The name Festus Alani Fadeyi once evoked a mixture of admiration, envy and respect in Nigeria’s aristocracy and entrepreneur class. He is not one of your run-of-the-mill businessmen but one of the leading figures in the nation’s oil and gas sector. He owns Pan Ocean Oil Corporation, one of Nigeria’s indigenous thriving oil exploration and production companies. Of course, not a few were highly conscious of his wealth and status. Fadeyi was loaded to the hilt with choice properties across highbrow areas of Lagos and other cities across the world. But wealth is a fickle thing.
It isn’t as tangible as people like to think. Sadly, Fadeyi has had his own fair share of the challenges of doing business in the country.

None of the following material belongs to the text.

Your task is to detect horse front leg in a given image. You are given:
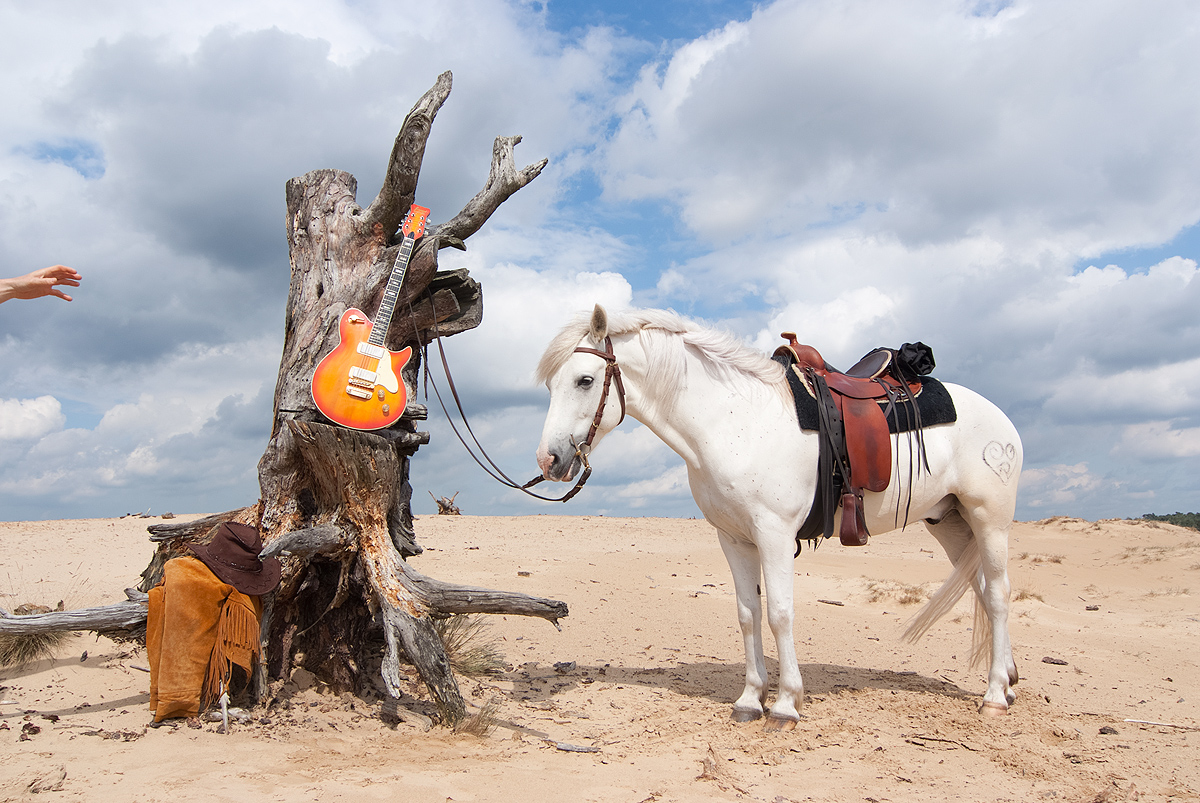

For over two years, Fadeyi battled with a myriad of troubles not unconnected with the Assets Management Corporation of Nigeria (AMCON) which was said to have taken over his company’s assets and those of its subsidiaries over huge bank loans that led to the collapse of a second generation Nigerian bank. Fadeyi, through Pan Ocean, allegedly took the loans considered one of the biggest loan portfolios in the country to fund the firm’s oil and gas upstream projects operated under Joint Operating Agreements and Production Sharing Contracts with and on behalf of the Nigerian National Petroleum Company (NNPC).
However, the vagaries of the crude oil market made the timelines for the settlement of funding partners linger. Yet Fadeyi and his energy company are mindful of their obligations. Nevertheless, the matter was later resolved when an agreement for the debt settlement was reached by the warring parties. For Fadeyi, that was indeed his trying period as his vast fortune was literally dwindling away. Since that ugly development, the oil tycoon has recoiled to his cocoon and is no longer visible on the social circle.